Phra Hans Ulrich Kaempfer and Luang Paw Charoen
These two extraordinary people shared some of their time with me at Thamkrabok monastery in Thailand. I had gone there to study the rehab clinic but came away with so much more. Phra Hans helped to put my thoughts into some order and then, once I had nearly died (long story), Luang Paw showed me what my own life might mean and what real teaching felt like. Beautiful; life changing; terrifying.
A man with a piercing intellect who took his students by the scruff of the neck and showed us how smart this medicine was and could be. He also makes you realise how much fun it can be once you are given the principles. No mystery, no pretence, just logic, clarity, process and results and the most profound respect for the classics. Deservedly the world’s most famous Belgian.
Who let me in to his clinic where I enjoyed seeing someone so adept at the skills involved in treating. He always reminds me of a jazz musician, improvising with such assured awareness and confidence. A colleague once said of him; “other people made me want to do acupuncture, but he made me want to be an acupuncturist”.

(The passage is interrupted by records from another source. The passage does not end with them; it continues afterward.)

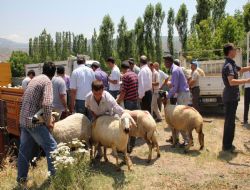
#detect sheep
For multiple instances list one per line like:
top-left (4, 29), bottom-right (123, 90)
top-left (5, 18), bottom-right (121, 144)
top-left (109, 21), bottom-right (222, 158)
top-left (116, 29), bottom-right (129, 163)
top-left (164, 98), bottom-right (204, 152)
top-left (92, 113), bottom-right (136, 170)
top-left (124, 110), bottom-right (160, 162)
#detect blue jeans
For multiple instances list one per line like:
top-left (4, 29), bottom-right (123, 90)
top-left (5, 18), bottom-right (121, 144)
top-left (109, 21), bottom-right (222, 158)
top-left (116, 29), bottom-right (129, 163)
top-left (17, 125), bottom-right (57, 182)
top-left (75, 100), bottom-right (92, 120)
top-left (124, 100), bottom-right (138, 110)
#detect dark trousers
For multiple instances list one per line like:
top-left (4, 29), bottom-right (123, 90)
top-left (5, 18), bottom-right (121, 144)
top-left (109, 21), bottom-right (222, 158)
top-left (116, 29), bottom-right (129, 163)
top-left (191, 86), bottom-right (200, 111)
top-left (223, 101), bottom-right (238, 150)
top-left (244, 88), bottom-right (250, 123)
top-left (141, 90), bottom-right (152, 113)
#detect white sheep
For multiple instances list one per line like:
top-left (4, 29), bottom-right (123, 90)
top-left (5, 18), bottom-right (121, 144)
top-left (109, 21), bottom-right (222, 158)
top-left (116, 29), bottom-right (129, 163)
top-left (92, 113), bottom-right (136, 170)
top-left (124, 110), bottom-right (160, 162)
top-left (164, 101), bottom-right (204, 151)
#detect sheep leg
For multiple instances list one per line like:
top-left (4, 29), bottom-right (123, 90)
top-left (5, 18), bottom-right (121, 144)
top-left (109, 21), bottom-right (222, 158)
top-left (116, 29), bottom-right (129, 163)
top-left (104, 147), bottom-right (109, 162)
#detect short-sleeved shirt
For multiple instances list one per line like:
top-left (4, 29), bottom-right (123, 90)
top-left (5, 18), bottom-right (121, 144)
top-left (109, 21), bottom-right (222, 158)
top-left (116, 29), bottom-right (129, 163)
top-left (20, 74), bottom-right (53, 128)
top-left (121, 71), bottom-right (138, 101)
top-left (222, 58), bottom-right (240, 102)
top-left (191, 69), bottom-right (200, 88)
top-left (85, 90), bottom-right (124, 116)
top-left (22, 77), bottom-right (31, 90)
top-left (109, 65), bottom-right (121, 91)
top-left (70, 65), bottom-right (95, 100)
top-left (95, 68), bottom-right (108, 90)
top-left (152, 69), bottom-right (160, 93)
top-left (52, 76), bottom-right (67, 111)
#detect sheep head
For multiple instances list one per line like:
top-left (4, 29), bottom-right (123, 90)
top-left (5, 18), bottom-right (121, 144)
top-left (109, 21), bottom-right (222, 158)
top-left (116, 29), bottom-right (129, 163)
top-left (120, 112), bottom-right (137, 133)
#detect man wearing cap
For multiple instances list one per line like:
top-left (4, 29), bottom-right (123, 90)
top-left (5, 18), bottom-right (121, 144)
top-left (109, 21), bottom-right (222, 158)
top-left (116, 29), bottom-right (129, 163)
top-left (222, 43), bottom-right (250, 152)
top-left (128, 58), bottom-right (140, 75)
top-left (189, 61), bottom-right (200, 111)
top-left (138, 55), bottom-right (152, 113)
top-left (106, 57), bottom-right (121, 99)
top-left (70, 55), bottom-right (95, 118)
top-left (51, 66), bottom-right (69, 118)
top-left (91, 62), bottom-right (108, 90)
top-left (117, 61), bottom-right (138, 153)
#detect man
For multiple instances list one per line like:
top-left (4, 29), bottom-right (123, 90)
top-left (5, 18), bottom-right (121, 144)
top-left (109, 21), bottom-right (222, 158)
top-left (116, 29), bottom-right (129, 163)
top-left (117, 61), bottom-right (138, 153)
top-left (154, 62), bottom-right (169, 112)
top-left (91, 62), bottom-right (108, 90)
top-left (243, 60), bottom-right (250, 128)
top-left (150, 62), bottom-right (162, 122)
top-left (70, 55), bottom-right (95, 118)
top-left (222, 43), bottom-right (250, 152)
top-left (85, 80), bottom-right (124, 120)
top-left (106, 57), bottom-right (121, 99)
top-left (189, 61), bottom-right (200, 111)
top-left (22, 70), bottom-right (36, 91)
top-left (128, 58), bottom-right (140, 75)
top-left (52, 66), bottom-right (69, 118)
top-left (17, 62), bottom-right (57, 186)
top-left (163, 55), bottom-right (190, 145)
top-left (138, 55), bottom-right (152, 113)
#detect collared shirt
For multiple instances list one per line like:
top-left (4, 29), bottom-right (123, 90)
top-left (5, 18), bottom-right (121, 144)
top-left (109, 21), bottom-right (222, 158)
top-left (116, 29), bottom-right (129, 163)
top-left (158, 70), bottom-right (169, 87)
top-left (70, 64), bottom-right (95, 100)
top-left (242, 71), bottom-right (250, 88)
top-left (138, 65), bottom-right (152, 99)
top-left (22, 77), bottom-right (31, 90)
top-left (133, 65), bottom-right (140, 75)
top-left (51, 76), bottom-right (67, 111)
top-left (109, 65), bottom-right (121, 91)
top-left (121, 70), bottom-right (138, 101)
top-left (95, 68), bottom-right (108, 90)
top-left (222, 58), bottom-right (240, 102)
top-left (152, 69), bottom-right (160, 93)
top-left (168, 64), bottom-right (189, 98)
top-left (20, 74), bottom-right (53, 127)
top-left (191, 69), bottom-right (200, 88)
top-left (85, 90), bottom-right (124, 116)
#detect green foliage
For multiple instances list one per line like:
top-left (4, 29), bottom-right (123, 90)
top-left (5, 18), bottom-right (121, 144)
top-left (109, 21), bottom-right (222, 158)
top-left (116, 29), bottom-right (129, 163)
top-left (175, 3), bottom-right (188, 51)
top-left (98, 15), bottom-right (115, 60)
top-left (144, 4), bottom-right (155, 60)
top-left (243, 3), bottom-right (250, 32)
top-left (154, 3), bottom-right (165, 64)
top-left (167, 8), bottom-right (175, 55)
top-left (9, 51), bottom-right (30, 77)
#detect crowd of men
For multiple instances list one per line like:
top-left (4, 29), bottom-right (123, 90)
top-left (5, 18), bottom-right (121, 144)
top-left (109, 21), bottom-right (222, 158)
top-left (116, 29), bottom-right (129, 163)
top-left (17, 44), bottom-right (250, 186)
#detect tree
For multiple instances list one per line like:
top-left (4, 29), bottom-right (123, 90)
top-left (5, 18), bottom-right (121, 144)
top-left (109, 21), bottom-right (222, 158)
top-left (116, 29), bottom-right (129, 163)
top-left (196, 0), bottom-right (212, 24)
top-left (154, 3), bottom-right (165, 63)
top-left (243, 3), bottom-right (250, 32)
top-left (117, 16), bottom-right (128, 60)
top-left (211, 0), bottom-right (227, 28)
top-left (175, 3), bottom-right (188, 51)
top-left (144, 4), bottom-right (155, 60)
top-left (98, 15), bottom-right (115, 60)
top-left (135, 17), bottom-right (145, 59)
top-left (167, 8), bottom-right (175, 55)
top-left (9, 51), bottom-right (31, 77)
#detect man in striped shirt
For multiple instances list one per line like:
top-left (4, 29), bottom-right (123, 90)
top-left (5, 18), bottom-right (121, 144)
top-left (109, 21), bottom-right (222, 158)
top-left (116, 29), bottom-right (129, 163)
top-left (117, 61), bottom-right (138, 153)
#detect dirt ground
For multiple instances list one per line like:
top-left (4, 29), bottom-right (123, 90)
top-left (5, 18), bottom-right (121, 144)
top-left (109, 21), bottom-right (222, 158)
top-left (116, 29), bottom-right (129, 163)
top-left (0, 97), bottom-right (250, 190)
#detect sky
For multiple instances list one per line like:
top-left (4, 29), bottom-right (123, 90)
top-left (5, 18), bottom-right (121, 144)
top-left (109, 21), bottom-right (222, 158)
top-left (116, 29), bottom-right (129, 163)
top-left (0, 0), bottom-right (247, 43)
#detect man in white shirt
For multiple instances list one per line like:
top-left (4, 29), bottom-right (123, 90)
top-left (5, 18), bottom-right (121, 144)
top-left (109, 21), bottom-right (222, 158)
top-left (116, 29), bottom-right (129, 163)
top-left (70, 55), bottom-right (95, 118)
top-left (22, 70), bottom-right (36, 91)
top-left (106, 57), bottom-right (121, 99)
top-left (138, 55), bottom-right (152, 113)
top-left (243, 66), bottom-right (250, 128)
top-left (150, 62), bottom-right (162, 122)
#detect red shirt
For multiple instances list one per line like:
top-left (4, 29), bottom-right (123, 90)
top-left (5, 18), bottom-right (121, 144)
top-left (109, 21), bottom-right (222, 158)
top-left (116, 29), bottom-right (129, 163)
top-left (121, 70), bottom-right (138, 101)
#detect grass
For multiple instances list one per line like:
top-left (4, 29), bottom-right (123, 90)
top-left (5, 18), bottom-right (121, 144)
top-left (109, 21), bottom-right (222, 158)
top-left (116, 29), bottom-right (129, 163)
top-left (0, 114), bottom-right (250, 190)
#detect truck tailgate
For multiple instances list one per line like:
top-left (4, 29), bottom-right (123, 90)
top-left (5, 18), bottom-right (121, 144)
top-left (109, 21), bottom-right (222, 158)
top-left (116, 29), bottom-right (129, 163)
top-left (199, 76), bottom-right (224, 96)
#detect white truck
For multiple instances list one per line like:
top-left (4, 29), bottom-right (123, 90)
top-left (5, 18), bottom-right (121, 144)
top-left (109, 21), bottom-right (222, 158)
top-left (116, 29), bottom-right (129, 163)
top-left (199, 49), bottom-right (242, 111)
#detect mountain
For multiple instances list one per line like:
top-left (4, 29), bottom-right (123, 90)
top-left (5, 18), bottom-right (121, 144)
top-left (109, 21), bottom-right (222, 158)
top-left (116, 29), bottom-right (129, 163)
top-left (0, 38), bottom-right (28, 61)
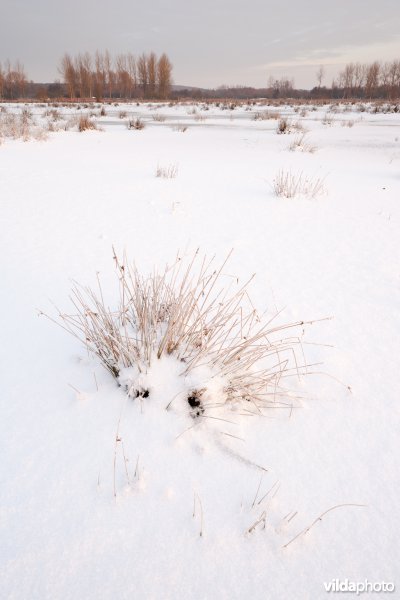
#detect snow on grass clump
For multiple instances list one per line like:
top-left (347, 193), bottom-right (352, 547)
top-left (44, 252), bottom-right (318, 420)
top-left (273, 169), bottom-right (325, 198)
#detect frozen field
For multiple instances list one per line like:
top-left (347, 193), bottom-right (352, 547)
top-left (0, 104), bottom-right (400, 600)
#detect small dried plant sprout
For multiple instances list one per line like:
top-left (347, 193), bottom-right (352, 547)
top-left (273, 169), bottom-right (325, 198)
top-left (288, 133), bottom-right (317, 154)
top-left (78, 114), bottom-right (97, 132)
top-left (156, 163), bottom-right (178, 179)
top-left (276, 118), bottom-right (306, 135)
top-left (0, 108), bottom-right (47, 142)
top-left (127, 117), bottom-right (146, 131)
top-left (42, 251), bottom-right (326, 424)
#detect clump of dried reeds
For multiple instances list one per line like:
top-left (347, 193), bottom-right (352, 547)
top-left (273, 169), bottom-right (325, 198)
top-left (42, 251), bottom-right (320, 414)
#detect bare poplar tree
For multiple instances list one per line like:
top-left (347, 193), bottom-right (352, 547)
top-left (147, 52), bottom-right (157, 98)
top-left (137, 54), bottom-right (148, 98)
top-left (127, 53), bottom-right (137, 98)
top-left (58, 53), bottom-right (76, 100)
top-left (0, 62), bottom-right (5, 98)
top-left (104, 50), bottom-right (115, 100)
top-left (157, 53), bottom-right (172, 100)
top-left (316, 65), bottom-right (325, 88)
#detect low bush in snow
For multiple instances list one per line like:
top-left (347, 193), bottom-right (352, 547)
top-left (44, 252), bottom-right (316, 419)
top-left (156, 164), bottom-right (178, 179)
top-left (127, 117), bottom-right (145, 130)
top-left (288, 133), bottom-right (317, 154)
top-left (273, 170), bottom-right (325, 198)
top-left (78, 115), bottom-right (97, 132)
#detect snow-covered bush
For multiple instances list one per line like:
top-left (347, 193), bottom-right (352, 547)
top-left (46, 252), bottom-right (316, 418)
top-left (273, 169), bottom-right (325, 198)
top-left (78, 115), bottom-right (97, 132)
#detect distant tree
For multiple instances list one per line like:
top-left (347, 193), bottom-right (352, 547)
top-left (0, 62), bottom-right (5, 98)
top-left (147, 52), bottom-right (157, 98)
top-left (315, 65), bottom-right (325, 88)
top-left (104, 50), bottom-right (115, 100)
top-left (157, 53), bottom-right (172, 100)
top-left (93, 50), bottom-right (106, 100)
top-left (365, 61), bottom-right (381, 98)
top-left (127, 53), bottom-right (137, 98)
top-left (58, 53), bottom-right (77, 100)
top-left (137, 54), bottom-right (148, 98)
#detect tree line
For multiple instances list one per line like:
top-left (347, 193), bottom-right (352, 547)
top-left (0, 60), bottom-right (28, 100)
top-left (332, 60), bottom-right (400, 100)
top-left (59, 50), bottom-right (172, 100)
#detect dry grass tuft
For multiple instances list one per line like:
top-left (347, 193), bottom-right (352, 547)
top-left (273, 170), bottom-right (325, 198)
top-left (288, 133), bottom-right (317, 154)
top-left (156, 163), bottom-right (178, 179)
top-left (78, 115), bottom-right (97, 132)
top-left (41, 251), bottom-right (322, 418)
top-left (127, 117), bottom-right (145, 130)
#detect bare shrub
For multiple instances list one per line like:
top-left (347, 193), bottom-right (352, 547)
top-left (276, 119), bottom-right (290, 134)
top-left (172, 123), bottom-right (187, 133)
top-left (41, 251), bottom-right (318, 414)
top-left (276, 118), bottom-right (306, 134)
top-left (127, 117), bottom-right (145, 130)
top-left (322, 113), bottom-right (334, 126)
top-left (288, 133), bottom-right (317, 154)
top-left (273, 169), bottom-right (325, 198)
top-left (252, 110), bottom-right (281, 121)
top-left (78, 115), bottom-right (97, 132)
top-left (0, 109), bottom-right (46, 142)
top-left (156, 163), bottom-right (178, 179)
top-left (43, 108), bottom-right (62, 122)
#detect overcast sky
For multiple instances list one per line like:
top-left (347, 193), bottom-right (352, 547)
top-left (0, 0), bottom-right (400, 87)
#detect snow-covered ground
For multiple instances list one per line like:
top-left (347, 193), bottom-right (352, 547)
top-left (0, 104), bottom-right (400, 600)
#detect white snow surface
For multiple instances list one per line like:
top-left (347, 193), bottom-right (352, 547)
top-left (0, 104), bottom-right (400, 600)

The founder of the Gateway clinic and a true pioneer of effective Chinese medicine provision in this country. John was the first person I met who really embodied the medicine and the first who allowed me into this clinic to teach what dedication and service meant. Thanks to his infectious ability to push limits I can endure many things, including sweat lodges that would be too much for even an Estonian. A privilege.
I really only studied with Roy on 2 or 3 occasions but the intensity of his focus and movement have stayed with me, and remains during every qi gong session I ever do. Enough said.
Elizabeth Rochat de la Valle
Who weaves the history and the philosophy of Chinese medicine into the fabric of your thoughts. Joie de vivre in person.
For the compassion and the overview he gives to the Neijing and the fundamentals which underlie the Chinese sciences.
Andrew Nugent Head
As soon as I met Andrew I knew that he was the person who could change the course of Chinese medicine in the UK. His embodiment of the medicine and his dedication to thorough teaching has given us the grounding to build a community who have the tangible skills to treat and to genuinely learn from each other. His skill in getting out of the way of his own teaching means that, however much we credit him for his work, we are probably still short changing him.
Since 2010 my work has primarily been focused on teaching the physical skills and application embodied in the work of Andrew Nugent Head’s Association of Traditional Studies (ATS).
The fundamental skills and “tangible medicine” promoted by ATS form the basis of all practitioners’ work at YUJI, James’ Central London teaching Clinic where he continues the tradition of practical teaching and learning as passed down to him. His teaching of herbal medicine, acupuncture, bodywork and exercise aims to enable the solid skills required to enact the clear yet adaptable theory consistent with principles from the Jing, (Classics) of Chinese Medicine.